# Sit and Reach



## CTrain (Apr 17, 2006)

I have my first PAT Test coming up on April 5th. One thing though... not quite sure what the sit and reach consists of. Can anyone help me out?


----------



## RCS (Jan 3, 2005)

CTrain,

This comes from the Connecticut State Police site,

Sit and Reach: This test measures flexibility of the lower back and upper leg area. The test involves stretching out to touch the toes or beyond with extended arms from a sitting position. The score is the number of inches reached on a yardstick with 15 inches being at the toes and the 36-inch mark being beyond the toes. (Applicants are permitted three tries at this test. The highest score is the final score.)
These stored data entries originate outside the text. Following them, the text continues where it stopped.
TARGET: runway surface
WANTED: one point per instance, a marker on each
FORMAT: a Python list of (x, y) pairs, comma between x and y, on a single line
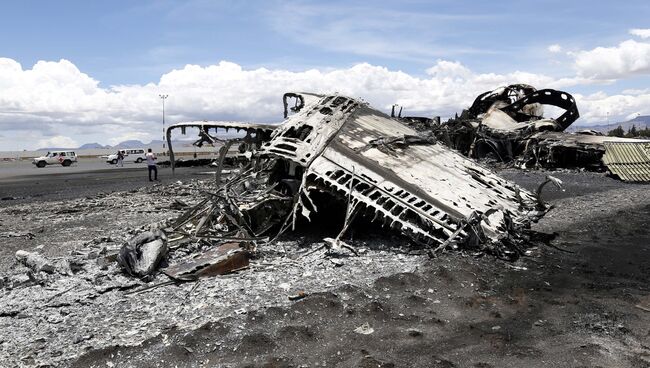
[(22, 181)]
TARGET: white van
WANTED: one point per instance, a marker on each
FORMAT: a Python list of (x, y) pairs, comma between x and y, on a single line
[(63, 158), (130, 155)]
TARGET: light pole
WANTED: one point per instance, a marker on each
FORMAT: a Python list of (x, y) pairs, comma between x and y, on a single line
[(163, 98)]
Picture sitting down on the ground, legs locked straight out, and having to reach past your toes about 2 inches


----------



## WaterPistola (Nov 4, 2007)

when i did it at my last PAT, i pretended to reach for the stars and passed!


----------



## Nighttrain (Dec 10, 2004)

:L: 

Casey Kasum Lives!!!


----------



## bikecop34 (Jul 15, 2004)

RCS said:


> CTrain,
> 
> This comes from the Connecticut State Police site,
> 
> ...


This may have change since I graduated from the 22nd MPOC in Agawam in 1994 (ouch, when did I get that old?), but I was told NOT to lock my knees. Obviously, you can't bend them at 90 degrees or anything, but locking them out can cause knee injuries. Ask for clarification, as locking them out also decreases your reach potential. Good luck!


----------